Finding the Four Month Bug: A debugging story (evanjones.ca)

[ 2015-April-02 09:44 ]

I secretly love debugging. I hate the fact that it sometimes feels like you don't make progress, but figuring out a bug is so satisfying. I sometimes call debugging the fundamental skill of programming, because you need to debug to do anything else, such as teaching yourself new programming languges or understanding how to get a command line tool to do what you want. This is the story of how I figured out that JVM statistics can cause garbage collection pauses, which I hope is an interesting case study in how to debug hard problems. TL;DR: I noticed the problem was common on a system with a magnetic disk, but rare on a system with a flash disk. My process didn't do any file I/O, so inspecting the JVM showed the only writable file it had was the hsperfdata statistics file.

The full story

Around November of last year, a service I help maintain at Twitter had one or two instances a day garbage collect for 6-7 seconds, while normal pauses rarely take more than 100 milliseconds. This was a standard garbage collection issue that was resolved with some GC flag tuning [1]. To make sure the problem was fixed, I periodically looked at the chart of garbage collection pause times across all instances. After a few days, I didn't see any six second pauses. However, I did see something unusual:

This figure shows that most pauses are below 150 milliseconds, but a few instances a day have pauses greater than 200 milliseconds, and sometimes as high as 500-700 ms. When I looked at the garbage collection logs, I noticed these pauses were typical "ParNew" collections, so this must be a different problem. As I always do with garbage collection mysteries, I asked Carsten Varming, Twitter New York's JVM developer, for help. He noticed the log showed that the real time of the pause was longer than the sum of user and system CPU time. A parallel collection runs with multiple threads, so the user CPU time is typically many times larger than the real time. This means the kernel was suspending the GC threads for some reason. Carsten also suggested monitoring the safe point times, rather than just garbage collection pauses, since it may be affecting them as well.

Pauses everywhere

In the grand scheme of things, these pauses were not very important. For this service the worst-case impact on users was infintesimally small, maybe hundreds of timed out requests a day. However, at apporximately the same time we were deploying a new latency-sensitive service. I was looking at garbage collection times after a load test, and low and behold: this unrelated service had the same suspicious pauses. I started checking other services, and I ended up finding these pauses in nearly every service, as long as they were running a moderate number of instances. What could possibly be causing pauses that are hundreds of milliseconds long, in every service at Twitter?

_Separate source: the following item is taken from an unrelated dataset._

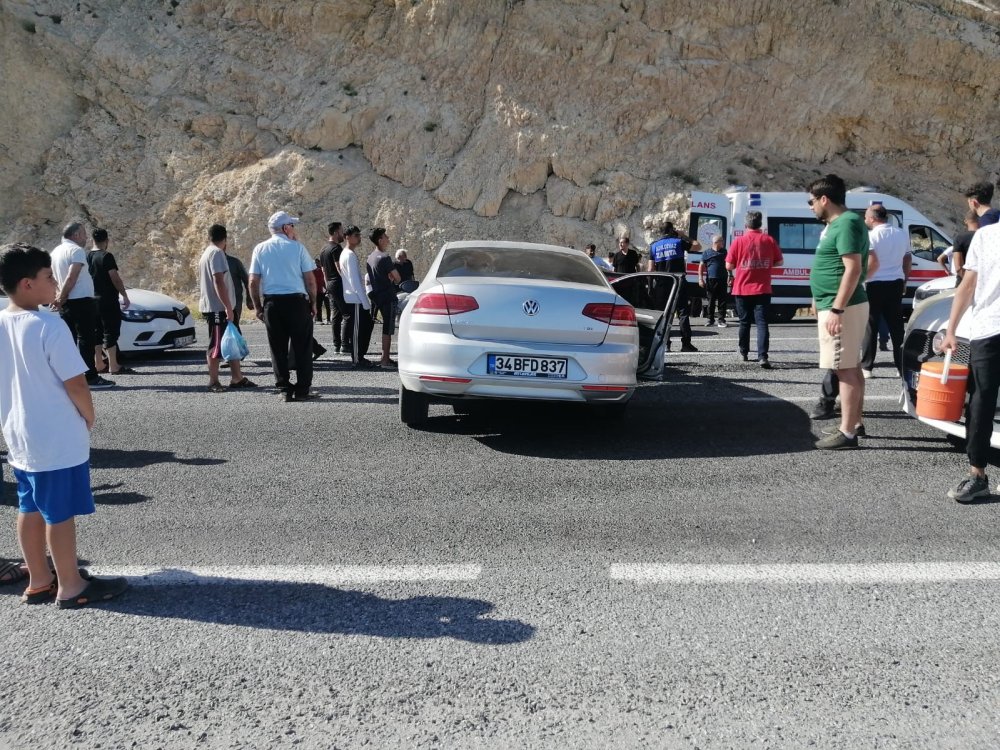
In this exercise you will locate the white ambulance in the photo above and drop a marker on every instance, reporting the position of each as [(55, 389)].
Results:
[(788, 218)]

At this point, I became slightly obsessed. More than anything, I justed wanted to understand what was happening, since it didn't make any sense. It also changed the value of understanding the problem. Instead of fixing some tiny GC blips in one service, I might be able to fix GC blips across all of Twitter's services, which might actually be worth my time (or at least that is how I justified it). I began to spend an hour or two looking at random logs and charts, every time I noticed a GC pause that looked suspicious (a few times a week), hoping to find some correlation. I also asking others for their theories, each time I found some interesting new data. Finally, I also started searching for reports of similar problems.

Other competing processes

One theory was that these systems were simply busy, so the kernel ran some other task while the JVM was garbage collecting. At Twitter, we use Apache Aurora to run services in our data centers. Aurora is built on Mesos, whichs relies on Linux containers (cgroups) to prevent processes from consuming more CPU and memory than they were allocated. I verified that we don't allocate more CPU than we actually have, and that even in the worst case other services should only be able to steal the CPUs for tens of milliseconds, not hundreds of milliseconds. It could still be possible for processes that are running outside the containers to cause this. I spent a lot of time digging through log files to try and find some tasks that might be running while these suspicious pauses occurred. I did find one or two instances where an expensive task seemed to be running at approximately the right time, but never anything that could explain all the pauses.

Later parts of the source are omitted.